Vom Leiden zur Bejahung

Ostern eben, – Metamorphose.
Als er vor einem viertel Jahrhundert die Lieblingsdrogen Alkohol und Nikotin gegen zwei andere eintauschte, Koffein und Sauerstoff, begleitete ihn seither ein Schatten, der oft unverhüllt als ein nietzscheanischer Sisyphos erschien.
Nur ständige Beanspruchung, der Wille seinen Platz in der Welt zu finden, das scheinbare »Leiden«, das ja ohnehin nur als verweichlichtes Eigen-Mitleid ins Gemüt schleicht, zu zähmen, wurden zu erklärtem Ziel.
Der Sauerstoff war Symbol und Mittel in die Natur aufzugehen geworden.
Nicht das H2O der Hospitäler und Halbtotanstalten, sondern der Stoff, den Wald und Wiesen ihm bieten, wenn er seinen Berg hinaufsteigt.

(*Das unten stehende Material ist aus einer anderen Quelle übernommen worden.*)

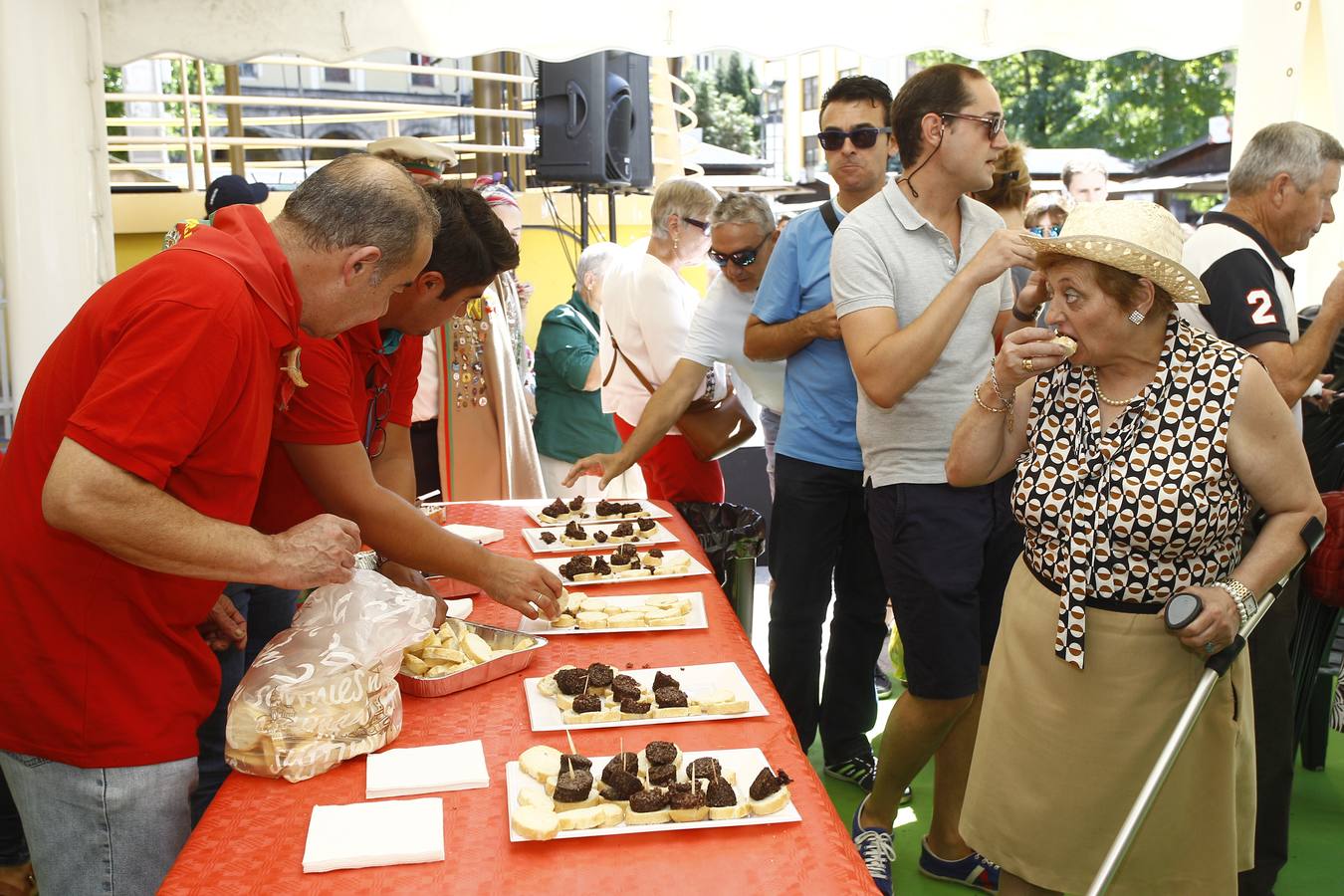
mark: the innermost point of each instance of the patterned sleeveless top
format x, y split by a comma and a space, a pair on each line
1145, 508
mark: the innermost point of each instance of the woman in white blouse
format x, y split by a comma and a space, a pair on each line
647, 311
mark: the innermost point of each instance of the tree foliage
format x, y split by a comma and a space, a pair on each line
725, 114
1136, 105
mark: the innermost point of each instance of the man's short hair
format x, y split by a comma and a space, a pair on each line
472, 245
1012, 180
361, 200
1290, 148
856, 89
684, 198
595, 260
1082, 165
937, 89
744, 208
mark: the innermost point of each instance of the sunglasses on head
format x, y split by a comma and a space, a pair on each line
744, 258
702, 225
832, 138
994, 122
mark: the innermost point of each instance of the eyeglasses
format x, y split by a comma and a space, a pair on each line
744, 258
832, 140
702, 225
994, 122
375, 431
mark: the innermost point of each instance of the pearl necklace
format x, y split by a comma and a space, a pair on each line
1091, 375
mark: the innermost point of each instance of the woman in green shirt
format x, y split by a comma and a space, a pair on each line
570, 422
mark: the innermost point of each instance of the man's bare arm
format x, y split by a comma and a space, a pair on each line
137, 523
776, 341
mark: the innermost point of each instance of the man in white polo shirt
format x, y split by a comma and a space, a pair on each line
921, 285
1281, 189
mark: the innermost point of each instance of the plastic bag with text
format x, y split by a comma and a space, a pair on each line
325, 691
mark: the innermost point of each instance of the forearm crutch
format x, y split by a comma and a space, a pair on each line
1179, 612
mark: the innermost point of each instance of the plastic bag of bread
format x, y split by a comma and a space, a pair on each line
326, 689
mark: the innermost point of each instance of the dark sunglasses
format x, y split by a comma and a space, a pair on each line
379, 407
994, 122
702, 225
860, 137
744, 258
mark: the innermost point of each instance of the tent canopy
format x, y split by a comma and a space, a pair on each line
338, 30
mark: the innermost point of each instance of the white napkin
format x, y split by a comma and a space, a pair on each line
402, 831
479, 534
426, 770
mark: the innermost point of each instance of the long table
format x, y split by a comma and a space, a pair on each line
252, 838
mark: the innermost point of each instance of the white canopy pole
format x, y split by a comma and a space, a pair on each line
1289, 69
56, 207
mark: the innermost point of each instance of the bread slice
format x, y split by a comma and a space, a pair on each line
593, 619
659, 817
772, 803
699, 813
535, 823
728, 813
537, 799
541, 762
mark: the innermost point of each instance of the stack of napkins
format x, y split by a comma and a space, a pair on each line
402, 831
479, 534
426, 770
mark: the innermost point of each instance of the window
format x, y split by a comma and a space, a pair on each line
809, 93
421, 78
810, 152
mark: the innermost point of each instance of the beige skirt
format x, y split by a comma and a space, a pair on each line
1062, 754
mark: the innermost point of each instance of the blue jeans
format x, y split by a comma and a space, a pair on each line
101, 831
268, 611
14, 848
769, 431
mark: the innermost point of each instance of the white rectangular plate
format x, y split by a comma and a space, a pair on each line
534, 508
696, 681
746, 764
534, 539
556, 563
694, 619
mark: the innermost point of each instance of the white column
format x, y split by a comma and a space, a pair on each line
56, 208
1289, 69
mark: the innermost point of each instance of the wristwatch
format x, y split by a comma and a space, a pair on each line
1242, 595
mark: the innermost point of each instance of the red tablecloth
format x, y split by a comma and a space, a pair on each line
252, 840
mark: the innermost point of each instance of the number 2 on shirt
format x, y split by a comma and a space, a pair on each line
1263, 304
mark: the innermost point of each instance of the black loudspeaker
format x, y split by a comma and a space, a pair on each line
593, 121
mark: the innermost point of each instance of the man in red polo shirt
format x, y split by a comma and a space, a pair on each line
130, 479
342, 445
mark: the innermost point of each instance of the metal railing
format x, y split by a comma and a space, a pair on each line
188, 140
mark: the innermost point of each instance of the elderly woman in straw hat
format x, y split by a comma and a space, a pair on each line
1140, 446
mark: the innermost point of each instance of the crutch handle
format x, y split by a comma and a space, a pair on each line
1180, 610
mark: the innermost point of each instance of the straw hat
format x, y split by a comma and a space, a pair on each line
1137, 237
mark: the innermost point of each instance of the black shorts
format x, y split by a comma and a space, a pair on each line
945, 555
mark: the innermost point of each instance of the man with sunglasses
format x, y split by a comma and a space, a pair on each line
344, 442
922, 288
741, 238
818, 528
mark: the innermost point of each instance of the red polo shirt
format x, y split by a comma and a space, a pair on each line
345, 377
169, 371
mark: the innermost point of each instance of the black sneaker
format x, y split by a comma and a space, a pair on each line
882, 683
856, 770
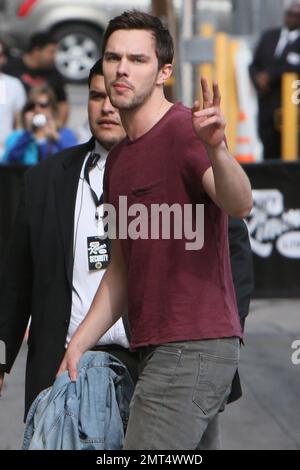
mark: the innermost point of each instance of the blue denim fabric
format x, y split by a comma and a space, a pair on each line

Oben angelangt ruft ihm Albert Camus zu: »Sisyphos, Du musst glücklich sein!«, gepaart mit Nietzsches Stimme aus Sils Maria.

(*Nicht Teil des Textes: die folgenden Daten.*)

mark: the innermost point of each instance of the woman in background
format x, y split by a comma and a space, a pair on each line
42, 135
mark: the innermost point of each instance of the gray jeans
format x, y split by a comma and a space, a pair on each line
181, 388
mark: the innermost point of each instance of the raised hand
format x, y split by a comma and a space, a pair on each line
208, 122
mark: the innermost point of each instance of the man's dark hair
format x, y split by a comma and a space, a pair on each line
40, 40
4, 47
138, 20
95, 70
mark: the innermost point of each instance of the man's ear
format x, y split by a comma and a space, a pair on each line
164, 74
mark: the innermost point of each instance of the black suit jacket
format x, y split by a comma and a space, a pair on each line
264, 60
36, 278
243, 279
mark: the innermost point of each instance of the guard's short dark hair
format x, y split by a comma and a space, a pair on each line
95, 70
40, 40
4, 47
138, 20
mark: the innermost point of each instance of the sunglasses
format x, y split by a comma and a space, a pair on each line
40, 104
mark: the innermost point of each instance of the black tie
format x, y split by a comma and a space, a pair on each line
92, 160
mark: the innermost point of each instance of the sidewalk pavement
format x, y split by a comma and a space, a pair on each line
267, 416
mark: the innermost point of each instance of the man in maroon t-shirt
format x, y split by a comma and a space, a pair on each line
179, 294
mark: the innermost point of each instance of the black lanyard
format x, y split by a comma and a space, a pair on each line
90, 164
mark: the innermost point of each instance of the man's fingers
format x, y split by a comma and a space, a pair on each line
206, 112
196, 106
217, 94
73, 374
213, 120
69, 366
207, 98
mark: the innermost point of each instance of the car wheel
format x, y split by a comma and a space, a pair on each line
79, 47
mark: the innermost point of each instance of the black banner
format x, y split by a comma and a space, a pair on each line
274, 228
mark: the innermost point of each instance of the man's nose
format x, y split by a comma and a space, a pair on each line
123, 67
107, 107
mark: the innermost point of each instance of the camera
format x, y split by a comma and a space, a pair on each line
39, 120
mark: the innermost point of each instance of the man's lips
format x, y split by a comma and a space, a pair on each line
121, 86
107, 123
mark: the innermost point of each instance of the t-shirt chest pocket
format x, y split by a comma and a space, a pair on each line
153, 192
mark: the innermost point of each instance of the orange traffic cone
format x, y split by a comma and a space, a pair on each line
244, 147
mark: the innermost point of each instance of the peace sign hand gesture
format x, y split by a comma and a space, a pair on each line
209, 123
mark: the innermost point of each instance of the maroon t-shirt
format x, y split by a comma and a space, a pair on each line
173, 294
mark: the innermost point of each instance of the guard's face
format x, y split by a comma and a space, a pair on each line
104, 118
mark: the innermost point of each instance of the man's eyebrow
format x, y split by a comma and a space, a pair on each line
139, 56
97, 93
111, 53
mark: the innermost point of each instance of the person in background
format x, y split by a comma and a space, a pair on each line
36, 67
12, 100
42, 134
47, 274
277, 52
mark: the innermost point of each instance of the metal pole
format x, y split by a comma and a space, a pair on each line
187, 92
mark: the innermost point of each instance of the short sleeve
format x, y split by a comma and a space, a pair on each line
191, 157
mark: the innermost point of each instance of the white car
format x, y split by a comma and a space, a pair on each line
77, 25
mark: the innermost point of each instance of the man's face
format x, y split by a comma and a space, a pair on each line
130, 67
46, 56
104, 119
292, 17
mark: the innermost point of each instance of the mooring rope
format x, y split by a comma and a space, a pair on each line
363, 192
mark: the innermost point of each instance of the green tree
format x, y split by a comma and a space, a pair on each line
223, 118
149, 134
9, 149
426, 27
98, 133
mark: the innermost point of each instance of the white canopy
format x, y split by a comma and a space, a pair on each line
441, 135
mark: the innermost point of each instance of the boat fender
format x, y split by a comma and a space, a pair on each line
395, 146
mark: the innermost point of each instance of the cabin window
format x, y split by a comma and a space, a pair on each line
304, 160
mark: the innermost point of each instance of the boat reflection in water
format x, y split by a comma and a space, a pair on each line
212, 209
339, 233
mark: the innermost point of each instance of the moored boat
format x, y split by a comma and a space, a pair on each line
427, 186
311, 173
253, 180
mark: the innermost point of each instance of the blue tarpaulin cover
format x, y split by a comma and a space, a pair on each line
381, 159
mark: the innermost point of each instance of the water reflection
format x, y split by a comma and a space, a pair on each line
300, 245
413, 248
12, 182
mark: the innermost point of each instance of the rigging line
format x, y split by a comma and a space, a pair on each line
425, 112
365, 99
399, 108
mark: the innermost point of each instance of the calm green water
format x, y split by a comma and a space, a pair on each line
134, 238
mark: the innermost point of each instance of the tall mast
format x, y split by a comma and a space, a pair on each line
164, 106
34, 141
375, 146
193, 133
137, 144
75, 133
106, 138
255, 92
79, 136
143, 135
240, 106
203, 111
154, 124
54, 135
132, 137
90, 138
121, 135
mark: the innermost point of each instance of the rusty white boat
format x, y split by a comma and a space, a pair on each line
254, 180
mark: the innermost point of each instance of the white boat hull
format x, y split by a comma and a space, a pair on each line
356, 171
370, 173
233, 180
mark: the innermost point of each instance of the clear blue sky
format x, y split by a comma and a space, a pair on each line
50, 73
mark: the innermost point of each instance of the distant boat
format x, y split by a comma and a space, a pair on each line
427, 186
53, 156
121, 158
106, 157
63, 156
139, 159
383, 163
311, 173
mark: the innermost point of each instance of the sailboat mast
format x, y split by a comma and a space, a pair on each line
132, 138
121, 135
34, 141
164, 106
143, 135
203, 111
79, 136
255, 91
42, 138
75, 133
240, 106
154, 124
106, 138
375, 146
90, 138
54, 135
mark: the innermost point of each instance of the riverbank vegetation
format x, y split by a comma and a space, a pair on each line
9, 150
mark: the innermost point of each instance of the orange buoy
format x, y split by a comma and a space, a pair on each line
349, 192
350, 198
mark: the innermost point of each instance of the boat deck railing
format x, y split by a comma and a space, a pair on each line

Jahrhundertelang haben uns die »Geistlichen« zugeflüstert, Natur und der menschliche Körper seien »schuldbehaftet«.
Man hat uns die Sünde von morgens bis abends um die Ohren geschlagen, bis wir das Natürlichste der Welt, den normalen Sexualakt zwischen Mann und Frau, als große Schuld wie einen Mühlstein mit uns herumschleppten.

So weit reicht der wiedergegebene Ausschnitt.